Além disso, os marqueteiros de esquerda sabem que podem impulsionar a abstenção se desiludirem o eleitor de centro. Este é um argumento que circula muito na campanha petista. Este eleitorado não quer votar no presidente Luiz Inácio Lula da Silva, mas está reticente em relação a Flávio Bolsonaro. Os petistas, assim, não estão preocupados em ganhar esse sufrágio – e sim engajados em fazer esse eleitor desistir de Flávio no segundo turno. Como Lula está numericamente à frente nas pesquisas, impedir que os independentes votem em Flávio seria suficiente para vencer o pleito.
Ocorre que os petistas, que vinham atacando sistematicamente o candidato do PL, ganharam um telhado de vidro nos últimos anos, com o desenrolar do escândalo do INSS. Este episódio, que já contava com algumas acusações envolvendo o filho do presidente, ganhou novos contornos com o envolvimento de Marco Aurélio Ribeiro, ex-chefe de gabinete do Planalto. Como se sabe, Marcola, como é conhecido, recebeu um empréstimo de Roberta Luchsinger, empresária que é investigada no caso.

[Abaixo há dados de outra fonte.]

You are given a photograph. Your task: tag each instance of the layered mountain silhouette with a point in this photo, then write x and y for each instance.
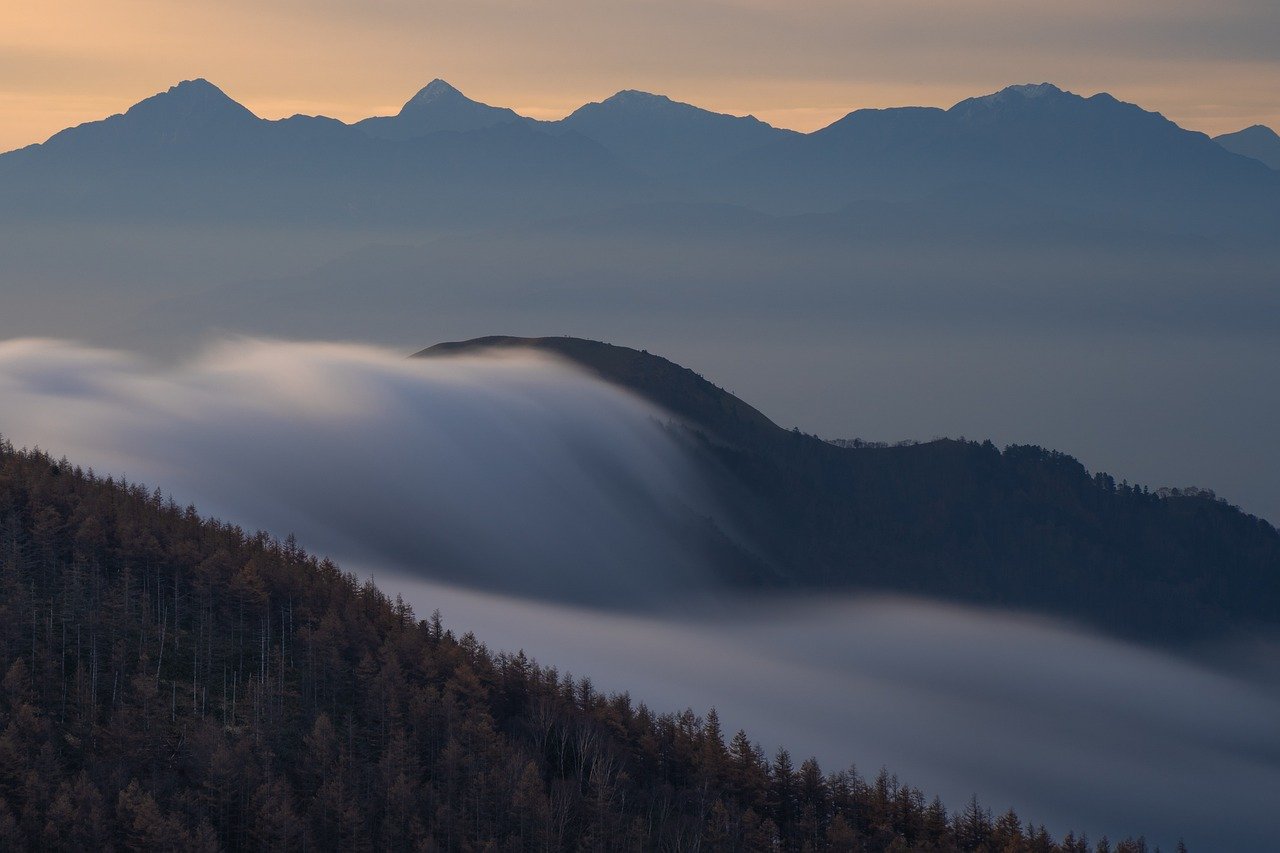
(195, 153)
(959, 520)
(437, 106)
(192, 154)
(1260, 142)
(656, 133)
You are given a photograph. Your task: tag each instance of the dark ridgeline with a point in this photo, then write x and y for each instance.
(172, 683)
(195, 154)
(960, 520)
(437, 106)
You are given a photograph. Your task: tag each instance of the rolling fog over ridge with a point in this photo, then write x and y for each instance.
(924, 273)
(263, 432)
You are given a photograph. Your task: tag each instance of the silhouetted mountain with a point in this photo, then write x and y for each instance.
(961, 520)
(656, 133)
(193, 154)
(1260, 142)
(1097, 154)
(437, 106)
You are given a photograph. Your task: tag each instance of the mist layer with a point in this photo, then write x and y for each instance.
(516, 473)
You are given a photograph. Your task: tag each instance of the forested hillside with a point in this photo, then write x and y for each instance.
(176, 683)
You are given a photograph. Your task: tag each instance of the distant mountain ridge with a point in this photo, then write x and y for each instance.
(437, 106)
(1258, 142)
(1024, 527)
(195, 153)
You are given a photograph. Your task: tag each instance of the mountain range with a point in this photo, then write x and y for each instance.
(1023, 527)
(1260, 142)
(195, 153)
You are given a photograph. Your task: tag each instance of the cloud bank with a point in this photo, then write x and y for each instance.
(522, 475)
(512, 471)
(1073, 730)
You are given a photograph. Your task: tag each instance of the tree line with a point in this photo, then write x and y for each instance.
(174, 683)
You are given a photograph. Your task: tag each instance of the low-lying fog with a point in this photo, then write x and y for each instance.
(522, 475)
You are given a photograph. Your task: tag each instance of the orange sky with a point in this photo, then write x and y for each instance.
(800, 63)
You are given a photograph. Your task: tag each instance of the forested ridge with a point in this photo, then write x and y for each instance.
(177, 683)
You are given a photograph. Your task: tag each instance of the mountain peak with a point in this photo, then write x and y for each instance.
(636, 97)
(192, 99)
(437, 106)
(434, 91)
(1258, 142)
(1015, 95)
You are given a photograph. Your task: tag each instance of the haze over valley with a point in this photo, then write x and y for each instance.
(638, 475)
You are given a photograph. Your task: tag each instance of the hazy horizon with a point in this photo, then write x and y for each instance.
(1208, 67)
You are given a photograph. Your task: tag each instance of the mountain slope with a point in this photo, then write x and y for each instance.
(211, 689)
(657, 135)
(1260, 142)
(437, 106)
(1098, 154)
(1022, 528)
(193, 155)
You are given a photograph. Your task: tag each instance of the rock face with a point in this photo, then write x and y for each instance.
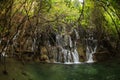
(101, 56)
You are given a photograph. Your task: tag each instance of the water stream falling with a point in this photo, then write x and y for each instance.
(91, 48)
(68, 49)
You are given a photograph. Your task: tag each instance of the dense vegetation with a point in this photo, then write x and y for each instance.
(31, 19)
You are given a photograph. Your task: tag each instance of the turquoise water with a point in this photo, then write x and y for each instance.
(98, 71)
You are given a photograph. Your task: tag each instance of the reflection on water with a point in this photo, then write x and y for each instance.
(41, 71)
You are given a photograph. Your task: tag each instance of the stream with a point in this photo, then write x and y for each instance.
(95, 71)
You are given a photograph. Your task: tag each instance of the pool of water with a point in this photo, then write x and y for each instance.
(96, 71)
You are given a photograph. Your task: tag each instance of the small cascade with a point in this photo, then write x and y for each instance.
(68, 49)
(90, 49)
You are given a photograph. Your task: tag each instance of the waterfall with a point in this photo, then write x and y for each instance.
(68, 51)
(90, 49)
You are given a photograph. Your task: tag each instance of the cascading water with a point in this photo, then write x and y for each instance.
(90, 49)
(68, 49)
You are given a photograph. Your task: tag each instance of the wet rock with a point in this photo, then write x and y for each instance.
(101, 56)
(5, 72)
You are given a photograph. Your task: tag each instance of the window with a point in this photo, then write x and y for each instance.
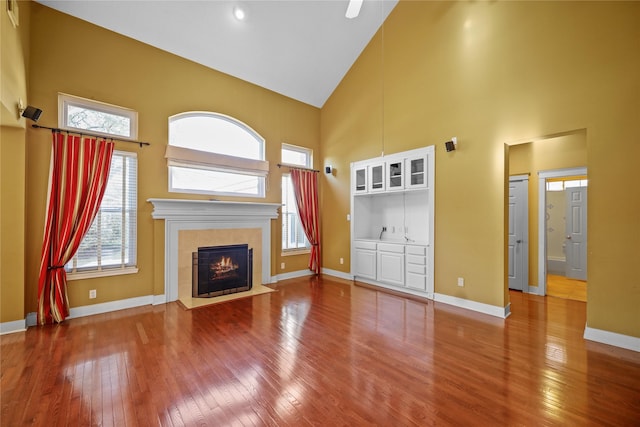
(78, 114)
(561, 185)
(293, 237)
(109, 247)
(210, 153)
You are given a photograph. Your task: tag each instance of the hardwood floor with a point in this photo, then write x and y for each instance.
(320, 352)
(563, 287)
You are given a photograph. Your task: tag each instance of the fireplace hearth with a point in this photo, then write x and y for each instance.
(222, 270)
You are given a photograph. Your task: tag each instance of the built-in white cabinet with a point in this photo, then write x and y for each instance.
(376, 172)
(395, 174)
(359, 179)
(390, 263)
(392, 220)
(416, 267)
(364, 259)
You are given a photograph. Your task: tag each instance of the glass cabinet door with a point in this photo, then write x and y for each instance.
(377, 178)
(417, 172)
(394, 169)
(360, 180)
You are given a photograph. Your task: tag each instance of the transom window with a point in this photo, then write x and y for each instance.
(561, 185)
(81, 114)
(294, 239)
(210, 153)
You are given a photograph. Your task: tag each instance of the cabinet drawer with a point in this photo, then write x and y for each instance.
(365, 245)
(388, 247)
(417, 250)
(415, 259)
(417, 269)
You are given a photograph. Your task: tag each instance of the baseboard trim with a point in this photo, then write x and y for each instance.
(13, 327)
(492, 310)
(291, 275)
(159, 299)
(106, 307)
(612, 338)
(336, 273)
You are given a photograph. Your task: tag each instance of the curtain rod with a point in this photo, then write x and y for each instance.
(297, 167)
(140, 143)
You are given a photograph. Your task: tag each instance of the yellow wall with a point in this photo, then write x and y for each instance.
(84, 60)
(14, 64)
(492, 73)
(489, 73)
(560, 152)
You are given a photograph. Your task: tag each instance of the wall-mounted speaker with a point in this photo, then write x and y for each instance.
(32, 113)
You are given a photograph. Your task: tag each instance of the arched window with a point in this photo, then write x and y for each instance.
(210, 153)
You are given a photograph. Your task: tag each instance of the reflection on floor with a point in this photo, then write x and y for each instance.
(560, 286)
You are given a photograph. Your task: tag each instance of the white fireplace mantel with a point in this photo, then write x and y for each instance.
(181, 214)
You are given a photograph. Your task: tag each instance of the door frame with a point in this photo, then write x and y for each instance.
(542, 220)
(525, 221)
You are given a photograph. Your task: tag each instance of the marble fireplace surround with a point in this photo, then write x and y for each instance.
(181, 215)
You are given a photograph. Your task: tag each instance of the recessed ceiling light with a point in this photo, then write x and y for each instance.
(239, 13)
(353, 10)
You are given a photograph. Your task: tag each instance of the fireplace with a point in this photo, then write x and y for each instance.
(221, 270)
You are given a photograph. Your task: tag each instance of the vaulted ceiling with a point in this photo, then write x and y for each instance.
(301, 49)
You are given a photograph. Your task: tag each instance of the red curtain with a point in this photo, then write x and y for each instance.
(305, 187)
(77, 181)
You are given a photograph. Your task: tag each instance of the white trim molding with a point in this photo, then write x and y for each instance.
(181, 214)
(612, 338)
(338, 274)
(492, 310)
(14, 326)
(291, 275)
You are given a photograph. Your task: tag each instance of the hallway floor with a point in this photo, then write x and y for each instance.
(562, 287)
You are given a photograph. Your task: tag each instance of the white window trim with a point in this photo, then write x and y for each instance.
(299, 149)
(188, 157)
(116, 270)
(64, 100)
(309, 154)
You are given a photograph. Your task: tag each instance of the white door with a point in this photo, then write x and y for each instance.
(576, 233)
(518, 232)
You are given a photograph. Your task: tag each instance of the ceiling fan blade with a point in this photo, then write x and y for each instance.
(353, 10)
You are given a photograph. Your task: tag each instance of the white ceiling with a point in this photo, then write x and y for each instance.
(299, 48)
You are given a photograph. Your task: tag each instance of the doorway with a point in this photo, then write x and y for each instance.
(518, 233)
(562, 238)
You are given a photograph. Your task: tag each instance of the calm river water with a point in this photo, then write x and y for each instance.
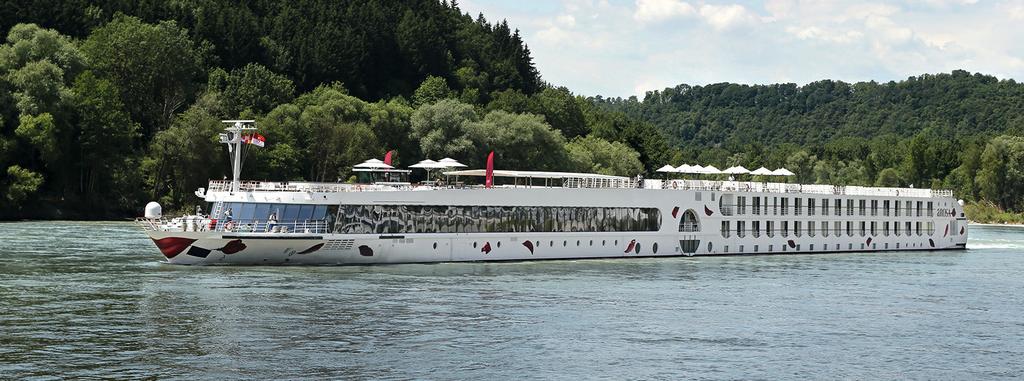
(86, 299)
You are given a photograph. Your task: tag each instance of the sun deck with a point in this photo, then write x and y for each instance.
(597, 181)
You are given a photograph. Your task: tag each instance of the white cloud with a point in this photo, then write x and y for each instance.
(660, 10)
(726, 16)
(566, 19)
(621, 49)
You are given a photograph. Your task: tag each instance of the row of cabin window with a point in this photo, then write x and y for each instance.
(780, 206)
(824, 247)
(783, 228)
(417, 218)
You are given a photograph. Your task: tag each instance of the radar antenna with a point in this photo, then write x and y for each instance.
(232, 137)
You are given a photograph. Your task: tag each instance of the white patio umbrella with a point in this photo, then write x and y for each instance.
(696, 169)
(451, 163)
(373, 164)
(666, 168)
(736, 170)
(427, 165)
(782, 172)
(711, 170)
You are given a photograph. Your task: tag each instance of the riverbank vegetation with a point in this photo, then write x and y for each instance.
(107, 106)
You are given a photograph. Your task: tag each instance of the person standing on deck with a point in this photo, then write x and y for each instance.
(271, 221)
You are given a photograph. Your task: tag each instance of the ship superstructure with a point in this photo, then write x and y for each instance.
(545, 215)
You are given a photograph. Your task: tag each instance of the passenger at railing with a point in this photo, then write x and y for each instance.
(271, 221)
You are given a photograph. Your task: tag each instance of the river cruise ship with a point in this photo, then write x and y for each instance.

O colunista Lauro Jardim, de “O Globo”, revelou ontem que Marcola recebeu os recursos de Roberta em 2024: um depósito de R$ 40.000,00 em sua conta corrente, combinado com o pagamento de várias contas do petista por parte da empresária. Mas, segundo o jornalista, o empréstimo só foi quitado quatro meses atrás, quando o celular de Roberta já tinha sido confiscado pela Polícia Federal e seu nome já havia sido publicado pela empresa na cobertura do caso.
Como a PF informou que encontrou outro empréstimo de Roberta para mais um colaborador de Lula no Planalto, esse caso deve ser fortemente explorado pela campanha oposicionista a partir desta semana.
O que se desenha para as próximas semanas, dessa forma, é uma campanha em que os dois lados terão munição para desconstruir o adversário e pouco incentivo para falar de si. Flávio carrega o caso Dark Horse e a proximidade com Daniel Vorcaro. Lula enfrenta o escândalo do INSS e agora um ex-chefe de gabinete com empréstimo quitado tarde demais para parecer casual. Nenhum dos dois tem interesse em transformar a propaganda em debate sobre juros, ajuste fiscal ou reforma administrativa, porque qualquer conversa sobre o futuro obriga a assumir custos impopulares diante de um eleitorado descontente.
A aposta de ambos será tornar o outro inaceitável para os poucos indecisos que restam. Neste contexto, o horário eleitoral gratuito, criado justamente para elevar o nível do debate público, deve funcionar como amplificador do que já se via nas redes sociais. O eleitor que esperava dessa campanha alguma pista sobre como o Brasil vai enfrentar seus problemas reais precisará se contentar em escolher qual escândalo tolera melhor.